Wrong. In fact, the last four weeks before a marathon can play a larger role in your finishing time than the entire preceding 16 weeks of training. During these all-important 30 days, you’ll need to bring all of your hard work together and advance your fitness to its highest possible state. The good news is that this last push is one of those rare times when training more easily will actually make you fitter. Here’s what you should be doing now in order to nail the final furlong before the #missionmarathon London Marathon start line.
1. GO LONG
You’ll have heard of 'tapering' before a marathon, and that’s important (more of this in a minute), but before you take your foot off the accelerator you need to drive further than you have before: with the longest of your long runs. That means an 18-20 miler about three or four weeks before race day. Scientifically, this acts as a stimulus to store more glycogen in your legs and improve the oxygen-carrying potential of your blood vessels. But in simple terms, it’s a dress rehearsal for your body before the big show. Just be sure to recover properly afterwards (something like a Vifit Sport recovery shake is ideal). This should be the longest run of your training programme and should not be taken lightly – even if there is a full marathon on the horizon.
2. LIGHT THE TAPER
With your long run out of the way, it’s time to taper down. Luckily, this is just a case of simple arithmetic: in the last three weeks, reduce your peak mileage by 30% in the first week, 50% in the second and 70% in race week (not including the marathon itself).
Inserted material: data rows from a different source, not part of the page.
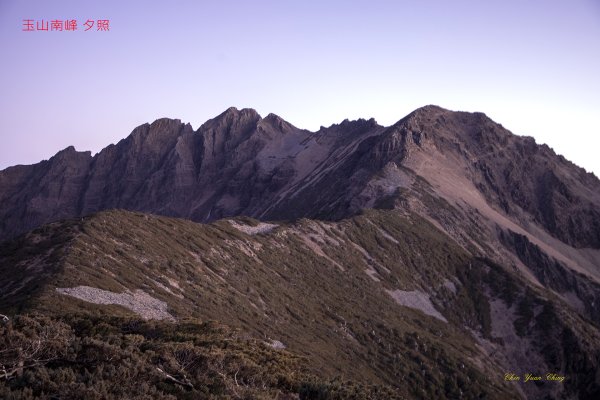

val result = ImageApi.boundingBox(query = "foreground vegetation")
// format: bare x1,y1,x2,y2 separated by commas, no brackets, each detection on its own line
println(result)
0,314,408,399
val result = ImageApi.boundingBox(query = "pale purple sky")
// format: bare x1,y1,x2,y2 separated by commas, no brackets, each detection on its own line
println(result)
0,0,600,176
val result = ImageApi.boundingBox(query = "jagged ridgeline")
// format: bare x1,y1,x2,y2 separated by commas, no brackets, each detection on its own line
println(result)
0,106,600,399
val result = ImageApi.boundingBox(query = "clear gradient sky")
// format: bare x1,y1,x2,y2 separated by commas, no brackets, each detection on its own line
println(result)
0,0,600,176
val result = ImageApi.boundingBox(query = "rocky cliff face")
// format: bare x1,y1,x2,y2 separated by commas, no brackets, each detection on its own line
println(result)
0,106,600,398
0,106,600,248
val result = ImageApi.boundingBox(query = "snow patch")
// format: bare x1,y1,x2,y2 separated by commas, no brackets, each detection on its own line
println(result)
56,286,175,321
229,221,279,235
386,289,448,322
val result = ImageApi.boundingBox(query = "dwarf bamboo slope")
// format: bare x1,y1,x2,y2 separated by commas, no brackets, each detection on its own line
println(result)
0,210,600,399
0,106,600,399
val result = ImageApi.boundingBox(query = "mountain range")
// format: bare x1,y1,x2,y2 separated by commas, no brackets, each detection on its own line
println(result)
0,106,600,399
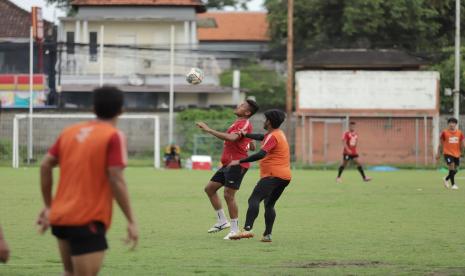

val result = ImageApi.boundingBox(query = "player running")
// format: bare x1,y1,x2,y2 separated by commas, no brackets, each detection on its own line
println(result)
197,100,258,240
37,87,139,275
336,122,371,183
436,118,465,190
226,110,291,242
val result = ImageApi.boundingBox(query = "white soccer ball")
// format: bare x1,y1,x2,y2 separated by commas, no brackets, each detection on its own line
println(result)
186,68,204,84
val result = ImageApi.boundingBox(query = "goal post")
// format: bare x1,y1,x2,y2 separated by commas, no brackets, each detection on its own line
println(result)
12,114,161,169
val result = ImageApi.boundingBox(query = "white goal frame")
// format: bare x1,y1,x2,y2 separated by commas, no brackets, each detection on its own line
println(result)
12,114,160,169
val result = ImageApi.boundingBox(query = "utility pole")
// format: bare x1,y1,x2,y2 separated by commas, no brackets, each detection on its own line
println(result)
286,0,294,139
454,0,460,121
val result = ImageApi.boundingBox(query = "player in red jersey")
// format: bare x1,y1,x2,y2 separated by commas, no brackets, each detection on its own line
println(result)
336,122,371,183
197,100,258,240
37,87,139,276
436,118,465,190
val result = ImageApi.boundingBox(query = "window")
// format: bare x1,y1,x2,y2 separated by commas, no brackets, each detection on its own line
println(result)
66,32,74,54
89,32,98,62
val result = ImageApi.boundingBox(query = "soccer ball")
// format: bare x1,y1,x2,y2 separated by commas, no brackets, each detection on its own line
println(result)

Stay fueled up and rebuild your energy with something like Vifit Sport with 20g of protein. This all gives your body a chance for final rest and repair, as well as an opportunity to convert your slow twitch muscle into fast twitch, giving you that invaluable burst of pace you’ll need during a race. Just don’t get greedy. Yes, you could run further, but that will hurt – not help – your race. A marathon is one test where last minute cramming doesn’t produce results.
3. DRESS TO IMPRESS
As you move into the final fortnight, your training runs are getting noticeably shorter. Which is the perfect opportunity to practice your marathon pace – in your marathon kit. Aim for at least a couple of three mile runs at your exact race pace, in the trainers and clothes you’re intending to wear on the big day. Besides boosting your confidence, this’ll provide the last little piece of conditioning you’ll need to lock into your rhythm on marathon day. Plus, it’ll allow you to make any necessary comfort tweaks to your outfit – and dramatically reduce your chances of blisters and chafing during your marathon. If possible, try these runs with the sports drinks and energy gels being provided on the day. After all, your stomach needs conditioning too.
4. FUEL SMART
Your golden rule now is carb-loading. And your absolute no-no is fat-loading. Fatty snacks will slow your all-important muscle recovery, while carbohydrates will build your crucial glycogen stores. It’s the carbs after all – not fat or protein – that’ll fuel you on race day. This doesn’t mean increasing the amount you eat – since you’re tapering you’ll be expending fewer calories. Instead, you just need to increase the percentage of your calories that come from carbohydrate rich foods, like pasta, potatoes, bread, and fruit juice.
5. CHILL OUT
In the final week before a marathon, you should reduce the outside stresses in your life as much as possible. Work ahead to have office projects under control, politely refuse social invitations, steer completely clear of booze and focus your energy on sleeping like a champ. Mental energy can be just as important as physical energy, so you need to ensure both banks are topped up. An easy way to help this process is to watch comedy films or TV shows in the evenings during race week. The simple act of smiling or laughing will help allay any stress or nervous energy, reminding you that you’re lucky to be able to run this race in the first place. Not to mention how delicious that first post-race pint will taste.